Elderly people often have health problems that make them more vulnerable to the dangers of summer heat. Some of the additional risk factors include: poor circulation; heart, lung, and kidney disease; high blood pressure; drug reactions that hinder sweating, such as diuretics, sedatives, and some heart and blood pressure medicines; and being highly overweight or underweight.

The following are a few additional tips for staying healthy during the hot days of summer:

*If you do not live in a place with air conditioning, go somewhere where there is air conditioning, such a shopping mall, library, or other public space. You can also go visit a friend or relative that has air conditioning, or go to a movie. Do your best to be in an environment that is cool and comfortable.

*If you must leave the comfort of an air conditioned environment, try and avoid staying outside for long. Take a taxi, get a friend to drive you, or take some other form of cooled transportation. Do not wait in the hot sun for the bus to come.
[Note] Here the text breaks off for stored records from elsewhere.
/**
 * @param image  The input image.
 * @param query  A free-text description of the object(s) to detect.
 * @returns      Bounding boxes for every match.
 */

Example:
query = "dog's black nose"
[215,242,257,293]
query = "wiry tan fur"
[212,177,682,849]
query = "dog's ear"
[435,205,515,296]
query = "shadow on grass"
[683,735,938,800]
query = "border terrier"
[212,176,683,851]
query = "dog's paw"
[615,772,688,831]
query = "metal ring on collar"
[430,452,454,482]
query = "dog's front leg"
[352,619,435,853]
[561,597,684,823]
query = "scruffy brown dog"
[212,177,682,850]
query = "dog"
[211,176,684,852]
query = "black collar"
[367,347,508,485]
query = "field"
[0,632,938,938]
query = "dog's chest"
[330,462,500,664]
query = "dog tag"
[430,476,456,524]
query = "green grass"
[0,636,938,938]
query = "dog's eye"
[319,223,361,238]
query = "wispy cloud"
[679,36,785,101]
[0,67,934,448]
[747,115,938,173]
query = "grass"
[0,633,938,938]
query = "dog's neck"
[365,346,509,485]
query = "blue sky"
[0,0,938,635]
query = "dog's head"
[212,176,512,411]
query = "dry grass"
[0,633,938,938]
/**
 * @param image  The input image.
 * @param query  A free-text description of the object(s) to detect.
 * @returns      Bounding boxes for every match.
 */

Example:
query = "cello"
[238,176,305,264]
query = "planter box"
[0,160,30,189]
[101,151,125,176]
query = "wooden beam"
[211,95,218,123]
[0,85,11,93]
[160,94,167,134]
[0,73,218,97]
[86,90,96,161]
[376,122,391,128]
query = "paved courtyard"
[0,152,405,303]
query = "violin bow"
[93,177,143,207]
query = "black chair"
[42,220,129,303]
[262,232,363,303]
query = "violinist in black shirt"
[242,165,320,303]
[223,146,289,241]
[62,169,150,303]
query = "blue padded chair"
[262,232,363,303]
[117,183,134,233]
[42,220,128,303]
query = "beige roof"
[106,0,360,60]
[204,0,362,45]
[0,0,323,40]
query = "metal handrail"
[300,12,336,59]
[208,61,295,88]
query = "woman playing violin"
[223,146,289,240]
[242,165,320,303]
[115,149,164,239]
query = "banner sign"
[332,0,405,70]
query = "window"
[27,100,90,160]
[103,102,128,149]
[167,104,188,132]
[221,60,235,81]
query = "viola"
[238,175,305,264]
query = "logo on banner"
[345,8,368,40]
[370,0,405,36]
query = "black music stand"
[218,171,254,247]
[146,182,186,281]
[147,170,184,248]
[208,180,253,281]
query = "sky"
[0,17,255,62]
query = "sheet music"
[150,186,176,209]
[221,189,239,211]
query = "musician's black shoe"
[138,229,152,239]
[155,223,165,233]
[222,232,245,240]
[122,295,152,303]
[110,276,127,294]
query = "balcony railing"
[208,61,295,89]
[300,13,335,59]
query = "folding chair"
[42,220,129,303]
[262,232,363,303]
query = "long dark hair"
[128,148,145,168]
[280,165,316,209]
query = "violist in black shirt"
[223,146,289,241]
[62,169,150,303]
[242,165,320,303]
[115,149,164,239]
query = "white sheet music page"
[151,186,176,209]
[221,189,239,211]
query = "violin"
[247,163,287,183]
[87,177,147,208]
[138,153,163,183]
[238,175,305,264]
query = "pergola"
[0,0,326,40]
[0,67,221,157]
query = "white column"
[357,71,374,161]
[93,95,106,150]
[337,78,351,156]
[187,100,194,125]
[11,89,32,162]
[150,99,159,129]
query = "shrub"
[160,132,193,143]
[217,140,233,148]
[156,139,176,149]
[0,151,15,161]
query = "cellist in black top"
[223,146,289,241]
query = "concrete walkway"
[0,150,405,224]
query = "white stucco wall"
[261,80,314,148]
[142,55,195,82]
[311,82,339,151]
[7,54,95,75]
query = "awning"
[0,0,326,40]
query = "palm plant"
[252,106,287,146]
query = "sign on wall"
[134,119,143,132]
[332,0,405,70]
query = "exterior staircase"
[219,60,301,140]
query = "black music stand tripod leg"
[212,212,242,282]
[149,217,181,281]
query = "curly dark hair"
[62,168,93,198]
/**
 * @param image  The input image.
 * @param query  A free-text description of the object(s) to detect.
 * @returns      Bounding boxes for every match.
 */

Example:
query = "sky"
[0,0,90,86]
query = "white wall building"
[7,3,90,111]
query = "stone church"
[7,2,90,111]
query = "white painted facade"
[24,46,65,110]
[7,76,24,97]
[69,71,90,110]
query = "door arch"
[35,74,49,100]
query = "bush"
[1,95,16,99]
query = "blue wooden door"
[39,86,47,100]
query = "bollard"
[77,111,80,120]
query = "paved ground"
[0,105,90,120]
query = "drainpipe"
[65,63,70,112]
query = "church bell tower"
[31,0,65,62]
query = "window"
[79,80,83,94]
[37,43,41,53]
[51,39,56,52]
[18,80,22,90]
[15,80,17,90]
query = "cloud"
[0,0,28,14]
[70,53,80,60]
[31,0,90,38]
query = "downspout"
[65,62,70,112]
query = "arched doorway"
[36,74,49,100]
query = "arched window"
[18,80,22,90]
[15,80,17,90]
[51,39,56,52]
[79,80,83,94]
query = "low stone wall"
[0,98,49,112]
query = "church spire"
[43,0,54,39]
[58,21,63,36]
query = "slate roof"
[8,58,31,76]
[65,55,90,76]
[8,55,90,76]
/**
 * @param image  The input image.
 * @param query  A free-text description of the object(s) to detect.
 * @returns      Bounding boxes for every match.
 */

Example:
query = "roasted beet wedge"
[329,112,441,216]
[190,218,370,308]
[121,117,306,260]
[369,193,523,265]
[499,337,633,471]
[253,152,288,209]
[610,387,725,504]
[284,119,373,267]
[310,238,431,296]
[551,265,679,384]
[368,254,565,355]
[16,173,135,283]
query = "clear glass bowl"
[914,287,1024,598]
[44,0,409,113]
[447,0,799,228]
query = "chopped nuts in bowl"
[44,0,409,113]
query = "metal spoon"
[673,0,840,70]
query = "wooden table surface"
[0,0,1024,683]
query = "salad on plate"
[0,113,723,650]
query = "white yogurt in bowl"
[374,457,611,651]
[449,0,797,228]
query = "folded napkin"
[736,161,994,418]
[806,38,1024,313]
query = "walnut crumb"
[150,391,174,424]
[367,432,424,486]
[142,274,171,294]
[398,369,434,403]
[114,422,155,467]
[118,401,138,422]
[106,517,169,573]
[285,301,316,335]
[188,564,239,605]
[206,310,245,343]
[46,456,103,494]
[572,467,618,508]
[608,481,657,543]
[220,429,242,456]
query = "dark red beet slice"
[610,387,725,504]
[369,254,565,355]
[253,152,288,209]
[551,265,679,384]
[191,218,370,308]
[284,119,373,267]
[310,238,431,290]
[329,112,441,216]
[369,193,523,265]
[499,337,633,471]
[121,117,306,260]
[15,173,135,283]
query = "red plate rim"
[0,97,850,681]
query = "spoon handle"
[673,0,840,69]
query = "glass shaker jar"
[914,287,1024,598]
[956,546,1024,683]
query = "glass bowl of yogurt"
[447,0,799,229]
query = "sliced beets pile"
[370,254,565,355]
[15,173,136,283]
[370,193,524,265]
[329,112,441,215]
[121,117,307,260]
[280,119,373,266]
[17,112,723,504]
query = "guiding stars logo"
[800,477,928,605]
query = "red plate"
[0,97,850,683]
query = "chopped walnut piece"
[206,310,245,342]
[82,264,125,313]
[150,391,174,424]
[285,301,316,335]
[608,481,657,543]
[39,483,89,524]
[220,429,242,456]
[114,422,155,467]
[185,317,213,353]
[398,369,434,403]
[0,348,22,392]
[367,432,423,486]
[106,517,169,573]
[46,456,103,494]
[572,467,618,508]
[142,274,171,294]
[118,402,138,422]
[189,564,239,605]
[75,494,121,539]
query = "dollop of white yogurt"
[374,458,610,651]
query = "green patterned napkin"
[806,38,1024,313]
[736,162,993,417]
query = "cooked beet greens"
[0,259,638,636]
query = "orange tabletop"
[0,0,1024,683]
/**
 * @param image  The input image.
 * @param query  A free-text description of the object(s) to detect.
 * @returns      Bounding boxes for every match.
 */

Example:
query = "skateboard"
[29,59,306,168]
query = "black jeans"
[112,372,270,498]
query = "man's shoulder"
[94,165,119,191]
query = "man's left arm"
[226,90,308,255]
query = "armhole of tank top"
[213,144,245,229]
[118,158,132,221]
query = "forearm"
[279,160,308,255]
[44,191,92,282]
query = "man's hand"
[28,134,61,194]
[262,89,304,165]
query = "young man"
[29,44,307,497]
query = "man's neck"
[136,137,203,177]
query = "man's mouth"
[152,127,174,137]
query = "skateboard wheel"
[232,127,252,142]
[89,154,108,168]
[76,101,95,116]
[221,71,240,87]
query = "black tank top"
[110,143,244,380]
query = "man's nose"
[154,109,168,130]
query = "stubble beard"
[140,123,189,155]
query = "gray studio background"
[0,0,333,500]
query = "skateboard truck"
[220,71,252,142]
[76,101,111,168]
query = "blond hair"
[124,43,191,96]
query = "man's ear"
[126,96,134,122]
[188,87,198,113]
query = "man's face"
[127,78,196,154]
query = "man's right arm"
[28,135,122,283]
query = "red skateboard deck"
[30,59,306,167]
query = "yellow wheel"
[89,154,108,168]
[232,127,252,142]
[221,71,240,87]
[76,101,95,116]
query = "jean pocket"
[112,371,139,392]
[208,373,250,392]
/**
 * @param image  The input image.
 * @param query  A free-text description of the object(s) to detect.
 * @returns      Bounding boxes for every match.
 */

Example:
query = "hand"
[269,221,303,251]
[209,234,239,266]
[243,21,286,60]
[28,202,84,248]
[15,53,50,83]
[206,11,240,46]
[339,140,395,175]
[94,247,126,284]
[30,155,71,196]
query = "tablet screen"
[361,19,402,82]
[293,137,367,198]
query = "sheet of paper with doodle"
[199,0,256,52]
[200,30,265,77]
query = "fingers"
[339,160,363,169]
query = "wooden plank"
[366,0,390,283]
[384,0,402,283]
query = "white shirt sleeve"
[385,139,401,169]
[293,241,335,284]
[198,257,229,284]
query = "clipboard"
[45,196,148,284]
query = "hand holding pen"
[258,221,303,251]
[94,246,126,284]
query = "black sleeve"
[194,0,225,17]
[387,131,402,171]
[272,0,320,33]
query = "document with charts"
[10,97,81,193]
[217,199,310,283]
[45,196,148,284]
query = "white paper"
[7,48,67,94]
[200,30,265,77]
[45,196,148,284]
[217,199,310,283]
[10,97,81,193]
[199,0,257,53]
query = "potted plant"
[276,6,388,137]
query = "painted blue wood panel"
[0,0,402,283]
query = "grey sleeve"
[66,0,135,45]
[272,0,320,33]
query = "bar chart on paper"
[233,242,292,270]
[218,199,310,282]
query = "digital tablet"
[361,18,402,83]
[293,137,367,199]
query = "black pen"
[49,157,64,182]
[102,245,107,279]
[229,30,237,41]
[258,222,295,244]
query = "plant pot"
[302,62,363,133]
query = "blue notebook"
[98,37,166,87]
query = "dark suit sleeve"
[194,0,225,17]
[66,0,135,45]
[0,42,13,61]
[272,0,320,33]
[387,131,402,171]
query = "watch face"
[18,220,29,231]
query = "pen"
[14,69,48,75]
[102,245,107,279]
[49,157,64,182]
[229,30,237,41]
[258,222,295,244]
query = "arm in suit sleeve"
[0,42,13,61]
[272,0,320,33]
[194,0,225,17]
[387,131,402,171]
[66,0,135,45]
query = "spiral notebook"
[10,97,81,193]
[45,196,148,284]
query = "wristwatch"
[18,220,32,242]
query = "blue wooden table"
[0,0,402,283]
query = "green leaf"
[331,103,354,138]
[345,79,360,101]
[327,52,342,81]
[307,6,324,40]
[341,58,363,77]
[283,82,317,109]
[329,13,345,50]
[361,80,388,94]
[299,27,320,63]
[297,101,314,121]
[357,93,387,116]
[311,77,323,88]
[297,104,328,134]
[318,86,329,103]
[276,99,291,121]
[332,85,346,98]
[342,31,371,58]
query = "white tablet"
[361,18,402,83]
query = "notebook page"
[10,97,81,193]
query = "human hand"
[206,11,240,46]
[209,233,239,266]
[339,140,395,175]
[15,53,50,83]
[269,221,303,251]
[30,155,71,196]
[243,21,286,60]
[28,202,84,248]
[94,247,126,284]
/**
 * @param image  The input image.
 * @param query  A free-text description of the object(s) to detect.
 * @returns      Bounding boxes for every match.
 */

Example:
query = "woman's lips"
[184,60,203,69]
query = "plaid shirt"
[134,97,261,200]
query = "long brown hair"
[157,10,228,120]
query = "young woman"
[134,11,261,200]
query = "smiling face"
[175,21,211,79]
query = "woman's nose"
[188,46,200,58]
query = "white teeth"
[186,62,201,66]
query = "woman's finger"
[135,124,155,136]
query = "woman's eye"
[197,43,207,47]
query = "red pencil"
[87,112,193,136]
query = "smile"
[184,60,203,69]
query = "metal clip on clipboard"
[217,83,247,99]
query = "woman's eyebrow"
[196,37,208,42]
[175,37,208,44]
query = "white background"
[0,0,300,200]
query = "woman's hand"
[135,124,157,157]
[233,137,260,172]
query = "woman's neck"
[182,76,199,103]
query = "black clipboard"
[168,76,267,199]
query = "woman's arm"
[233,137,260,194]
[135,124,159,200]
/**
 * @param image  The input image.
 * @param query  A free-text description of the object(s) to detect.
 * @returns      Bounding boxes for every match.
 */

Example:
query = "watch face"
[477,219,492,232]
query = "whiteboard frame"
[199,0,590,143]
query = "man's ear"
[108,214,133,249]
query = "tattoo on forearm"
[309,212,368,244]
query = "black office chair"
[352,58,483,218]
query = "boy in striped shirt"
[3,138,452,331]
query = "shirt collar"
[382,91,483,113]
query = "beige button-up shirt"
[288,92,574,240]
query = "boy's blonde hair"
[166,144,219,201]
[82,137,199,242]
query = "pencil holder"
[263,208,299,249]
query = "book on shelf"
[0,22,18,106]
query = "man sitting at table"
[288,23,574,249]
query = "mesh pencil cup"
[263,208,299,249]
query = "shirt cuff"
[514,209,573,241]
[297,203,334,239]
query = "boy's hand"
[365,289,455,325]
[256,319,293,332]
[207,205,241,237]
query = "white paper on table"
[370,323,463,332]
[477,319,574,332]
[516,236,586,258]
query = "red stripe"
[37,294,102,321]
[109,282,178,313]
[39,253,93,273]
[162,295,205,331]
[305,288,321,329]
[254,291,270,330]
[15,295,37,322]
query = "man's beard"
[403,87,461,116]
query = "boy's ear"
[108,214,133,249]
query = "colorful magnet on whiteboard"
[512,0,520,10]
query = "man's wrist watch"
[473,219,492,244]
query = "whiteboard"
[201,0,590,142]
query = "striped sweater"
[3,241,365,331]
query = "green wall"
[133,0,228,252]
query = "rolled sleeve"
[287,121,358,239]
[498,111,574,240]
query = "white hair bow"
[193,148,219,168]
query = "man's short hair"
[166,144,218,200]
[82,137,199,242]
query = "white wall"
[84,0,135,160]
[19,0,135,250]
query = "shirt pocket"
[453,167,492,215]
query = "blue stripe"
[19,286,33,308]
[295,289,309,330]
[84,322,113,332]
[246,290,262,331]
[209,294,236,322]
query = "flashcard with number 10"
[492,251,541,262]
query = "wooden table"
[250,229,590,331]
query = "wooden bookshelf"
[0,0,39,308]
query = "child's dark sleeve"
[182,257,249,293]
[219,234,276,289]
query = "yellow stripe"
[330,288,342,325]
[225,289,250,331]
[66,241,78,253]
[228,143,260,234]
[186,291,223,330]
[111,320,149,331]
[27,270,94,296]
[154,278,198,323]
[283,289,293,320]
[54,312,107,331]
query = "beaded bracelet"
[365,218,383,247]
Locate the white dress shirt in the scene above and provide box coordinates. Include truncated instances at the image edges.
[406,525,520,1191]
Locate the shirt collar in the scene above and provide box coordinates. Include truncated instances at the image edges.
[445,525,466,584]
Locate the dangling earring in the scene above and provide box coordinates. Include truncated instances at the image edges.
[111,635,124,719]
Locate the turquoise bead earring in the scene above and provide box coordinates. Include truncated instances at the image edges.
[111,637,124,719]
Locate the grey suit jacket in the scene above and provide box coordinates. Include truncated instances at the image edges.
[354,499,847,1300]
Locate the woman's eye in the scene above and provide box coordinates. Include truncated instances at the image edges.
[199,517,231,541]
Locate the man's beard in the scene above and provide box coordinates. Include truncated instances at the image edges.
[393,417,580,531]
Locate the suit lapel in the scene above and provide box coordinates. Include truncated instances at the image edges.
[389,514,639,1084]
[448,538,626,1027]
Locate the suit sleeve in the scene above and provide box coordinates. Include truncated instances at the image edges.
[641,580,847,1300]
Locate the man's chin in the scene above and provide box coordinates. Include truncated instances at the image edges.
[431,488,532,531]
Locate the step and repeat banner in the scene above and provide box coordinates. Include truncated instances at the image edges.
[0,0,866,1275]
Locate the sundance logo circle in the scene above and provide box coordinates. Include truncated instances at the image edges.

*On extremely hot days, if you can’t get to the mall and you don’t have air conditioning, take a nice cool shower or bath. You will feel more comfortable, and most important, the bath will lower your body temperature.

*If you do have air conditioning, make sure that the indoor temperature does not exceed 85 degrees Fahrenheit for lengthy periods of time.

*Know the signs of heat stroke: high body temperature, flushed face, headache, nausea, fast pulse, confusion and dizziness. Take immediate action if you feel these symptoms coming on.